Prediction of mild cognitive impairment in elderly patients with type 2 diabetes mellitus by walking speed combined with life-space mobility
10.3760/cma.j.cn115682-20230907-00947
- VernacularTitle:步速联合生活空间移动性在老年2型糖尿病患者轻度认知障碍中的预测作用
- Author:
Haiyan ZHANG
1
;
Weihua YU
;
Li ZHANG
;
Man DENG
;
Yuxi ZHANG
;
Xia YANG
Author Information
1. 安徽医科大学护理学院,合肥 230032
- Keywords:
Diabetes mellitus, type 2;
Cognitive function;
Mild cognitive impairment;
The elderly in the community;
Walking speed;
Life-space mobility
- From:
Chinese Journal of Modern Nursing
2024;30(12):1567-1574
- CountryChina
- Language:Chinese
-
Abstract:
Objective:To investigate the relationship between walking speed, life-space mobility (LSM), cognitive function and mild cognitive impairment (MCI) in elderly patients with type 2 diabetes mellitus in community, and compare the predictive value of walking speed and LSM alone and combined in elderly patients with type 2 diabetes mellitus.Methods:This was a cross-sectional study.

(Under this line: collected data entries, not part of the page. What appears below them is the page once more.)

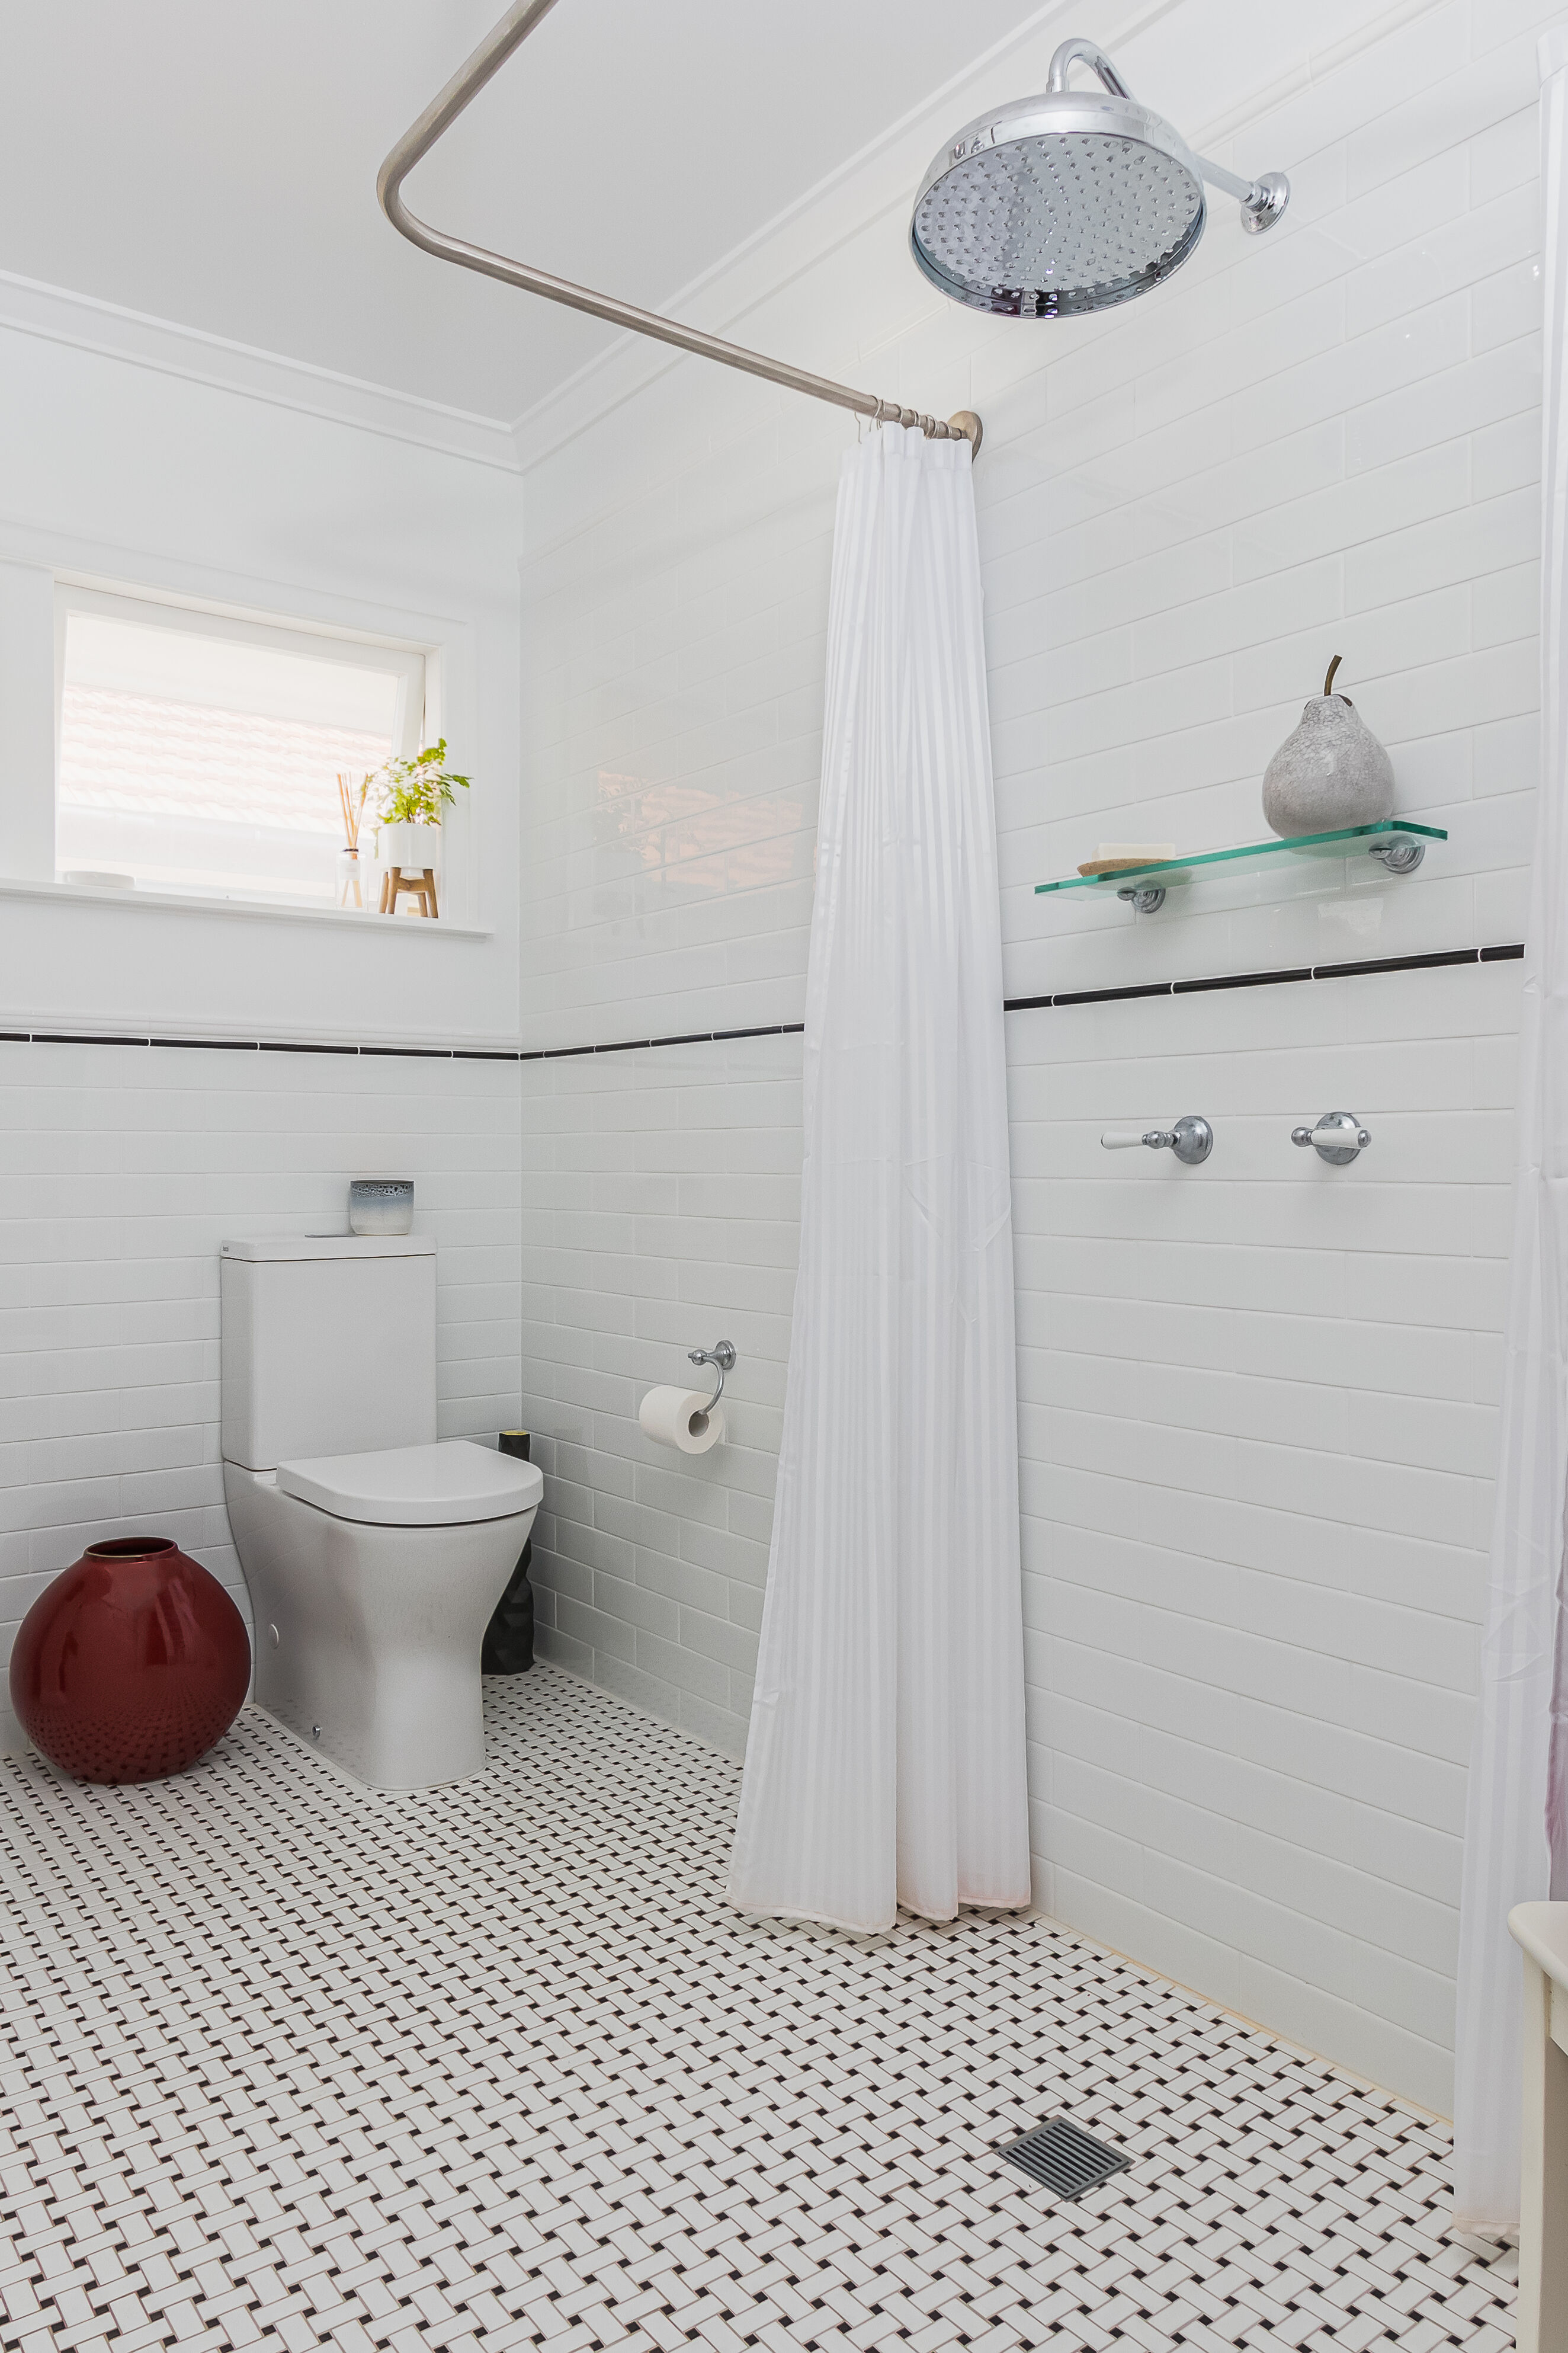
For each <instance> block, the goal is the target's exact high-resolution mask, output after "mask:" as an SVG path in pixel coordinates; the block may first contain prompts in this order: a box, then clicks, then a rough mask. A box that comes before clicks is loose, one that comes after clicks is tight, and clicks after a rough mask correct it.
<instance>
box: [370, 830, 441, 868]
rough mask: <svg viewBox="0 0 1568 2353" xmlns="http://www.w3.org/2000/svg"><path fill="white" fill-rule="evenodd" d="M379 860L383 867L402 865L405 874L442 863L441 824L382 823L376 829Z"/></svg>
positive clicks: (439, 864)
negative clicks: (428, 825) (420, 825)
mask: <svg viewBox="0 0 1568 2353" xmlns="http://www.w3.org/2000/svg"><path fill="white" fill-rule="evenodd" d="M376 859H378V864H381V866H400V868H402V871H404V873H423V871H425V866H430V868H440V864H442V828H440V826H381V828H378V831H376Z"/></svg>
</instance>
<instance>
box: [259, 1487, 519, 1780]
mask: <svg viewBox="0 0 1568 2353" xmlns="http://www.w3.org/2000/svg"><path fill="white" fill-rule="evenodd" d="M430 1457H440V1459H442V1461H440V1466H437V1464H433V1461H430ZM496 1471H501V1473H503V1475H505V1489H501V1487H498V1485H496V1478H494V1473H496ZM421 1473H425V1475H423V1478H421ZM388 1485H393V1487H402V1489H404V1494H402V1497H400V1501H397V1504H393V1508H400V1511H407V1513H411V1511H418V1518H411V1515H409V1518H407V1520H388V1518H386V1515H383V1513H386V1508H388V1504H386V1494H378V1492H376V1489H386V1487H388ZM421 1485H423V1487H437V1489H440V1492H437V1494H435V1497H433V1499H430V1497H421V1494H418V1489H421ZM465 1485H470V1487H473V1489H475V1492H473V1494H465V1492H463V1487H465ZM355 1487H369V1489H371V1494H369V1497H367V1494H355ZM322 1489H324V1492H322ZM409 1489H411V1492H409ZM541 1492H543V1478H541V1475H538V1468H536V1466H534V1464H522V1461H512V1459H510V1457H505V1454H494V1452H491V1449H489V1447H475V1445H468V1442H463V1440H454V1442H451V1445H444V1447H407V1449H388V1452H378V1454H346V1457H329V1459H324V1461H310V1459H306V1461H296V1464H280V1466H277V1471H244V1468H242V1466H240V1464H223V1499H226V1504H228V1525H230V1527H233V1532H235V1551H237V1553H240V1567H242V1569H244V1581H247V1586H249V1595H252V1609H254V1617H256V1645H254V1654H256V1701H259V1704H261V1706H263V1708H266V1711H268V1713H270V1715H275V1718H277V1720H280V1722H284V1725H289V1729H292V1732H299V1737H301V1739H306V1741H310V1746H313V1748H317V1751H320V1753H322V1755H324V1758H331V1762H334V1765H341V1767H346V1772H353V1774H357V1779H360V1781H369V1784H371V1788H437V1786H440V1784H442V1781H463V1779H465V1777H468V1774H475V1772H484V1715H482V1682H480V1645H482V1642H484V1628H487V1624H489V1614H491V1609H494V1607H496V1602H498V1600H501V1595H503V1593H505V1581H508V1577H510V1574H512V1569H515V1565H517V1555H520V1553H522V1546H524V1541H527V1537H529V1529H531V1525H534V1513H536V1508H538V1497H541ZM367 1508H376V1518H374V1520H371V1518H367V1515H364V1513H367ZM433 1511H440V1513H442V1515H447V1513H458V1511H461V1513H463V1518H442V1520H435V1518H433V1515H430V1513H433ZM470 1511H484V1513H489V1515H487V1518H468V1513H470Z"/></svg>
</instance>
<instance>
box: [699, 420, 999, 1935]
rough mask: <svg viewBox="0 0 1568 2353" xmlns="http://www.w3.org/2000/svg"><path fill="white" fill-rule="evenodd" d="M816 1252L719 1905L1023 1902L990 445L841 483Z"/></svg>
mask: <svg viewBox="0 0 1568 2353" xmlns="http://www.w3.org/2000/svg"><path fill="white" fill-rule="evenodd" d="M804 1132H806V1134H804V1141H806V1158H804V1172H802V1184H804V1193H802V1245H799V1278H797V1289H795V1327H792V1339H790V1374H788V1386H785V1414H783V1440H780V1457H778V1497H776V1513H773V1551H771V1560H769V1588H766V1605H764V1614H762V1654H759V1664H757V1694H755V1701H752V1725H750V1741H748V1753H745V1784H743V1793H741V1819H738V1828H736V1845H733V1857H731V1873H729V1894H731V1899H733V1901H736V1904H741V1906H743V1908H745V1911H752V1913H778V1915H790V1918H809V1920H825V1922H832V1925H835V1927H846V1929H886V1927H891V1925H893V1915H896V1908H898V1906H900V1904H903V1906H905V1908H910V1911H914V1913H922V1915H924V1918H929V1920H950V1918H952V1915H954V1913H957V1908H959V1904H997V1906H1018V1904H1027V1901H1030V1835H1027V1793H1025V1734H1023V1598H1020V1574H1018V1407H1016V1362H1013V1231H1011V1195H1009V1139H1006V1068H1004V1049H1001V927H999V906H997V826H994V812H992V774H990V725H987V711H985V649H983V638H980V558H978V541H976V506H973V482H971V471H969V442H929V440H924V438H922V435H919V433H917V431H903V428H900V426H884V428H882V431H877V433H872V435H870V440H867V442H865V445H863V447H858V449H853V452H851V454H849V456H846V459H844V473H842V480H839V508H837V534H835V555H832V595H830V614H827V713H825V741H823V805H820V816H818V871H816V906H813V918H811V960H809V976H806V1064H804Z"/></svg>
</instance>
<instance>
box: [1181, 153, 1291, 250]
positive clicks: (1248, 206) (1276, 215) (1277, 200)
mask: <svg viewBox="0 0 1568 2353" xmlns="http://www.w3.org/2000/svg"><path fill="white" fill-rule="evenodd" d="M1192 160H1194V165H1197V167H1199V172H1201V174H1204V179H1206V181H1208V186H1211V188H1222V191H1225V195H1234V198H1237V202H1239V205H1241V226H1244V228H1251V233H1253V235H1258V233H1260V231H1265V228H1272V226H1274V221H1276V219H1279V214H1281V212H1284V209H1286V205H1288V202H1291V181H1288V179H1286V174H1284V172H1265V174H1262V176H1260V179H1241V174H1239V172H1227V169H1225V165H1222V162H1211V160H1208V155H1194V158H1192Z"/></svg>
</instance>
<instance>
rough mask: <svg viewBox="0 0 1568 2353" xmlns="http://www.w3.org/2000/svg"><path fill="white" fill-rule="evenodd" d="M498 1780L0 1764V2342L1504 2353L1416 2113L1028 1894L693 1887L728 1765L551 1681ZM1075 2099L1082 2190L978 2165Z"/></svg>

Using the convenient sampling method, a total of 448 elderly patients with type 2 diabetes mellitus from three communities in Hefei City were selected as the research objects from September 2022 to May 2023. Daily walking speed was measured using the 4-Meter Walking Speed, LSM was assessed using the Chinese version of Life-Space Assessment (LSA), and cognitive function was evaluated using the Chinese version of Montreal Cognitive Assessment (MoCA). Participants were divided to the MCI group and non-MCI group. Spearman correlation analysis was used to explore the relationships between walking speed, LSM and cognitive function. Logistic regression analysis was used to analyze the relationship between walking speed, LSM and MCI. Area under the curve ( AUC) of receiver operating characteristic (ROC) curve analysis was performed to compare the effects of walking speed and Chinese version LSA score on the prediction of MCI alone and in combination. Results:The walking speed and the Chinese version LSA score were both positively correlated with the Chinese version MoCA score ( r=0.598, 0.543; P<0.05). Chinese version LSA score ( OR=0.942) and walking speed score ( OR=0.490) were influencing factors for MCI in elderly patients with type 2 diabetes mellitus ( P<0.05). The AUC for walking speed in predicting MCI was 0.875, with a cutoff value of 3 points. Chinese version LSA score in predicting MCI had an AUC of 0.887 with a cutoff value of 59 points. When used in combination, they achieved an AUC of 0.915, with cutoff values of 55 points for Chinese version LSA scores and 3 points for walking speed scores. Conclusions:The combination of walking speed and LSM can more accurately predict the occurrence of MCI in elderly patients with type 2 diabetes mellitus than the single application, which provide a reference for improving the cognitive function of elderly patients with type 2 diabetes mellitus.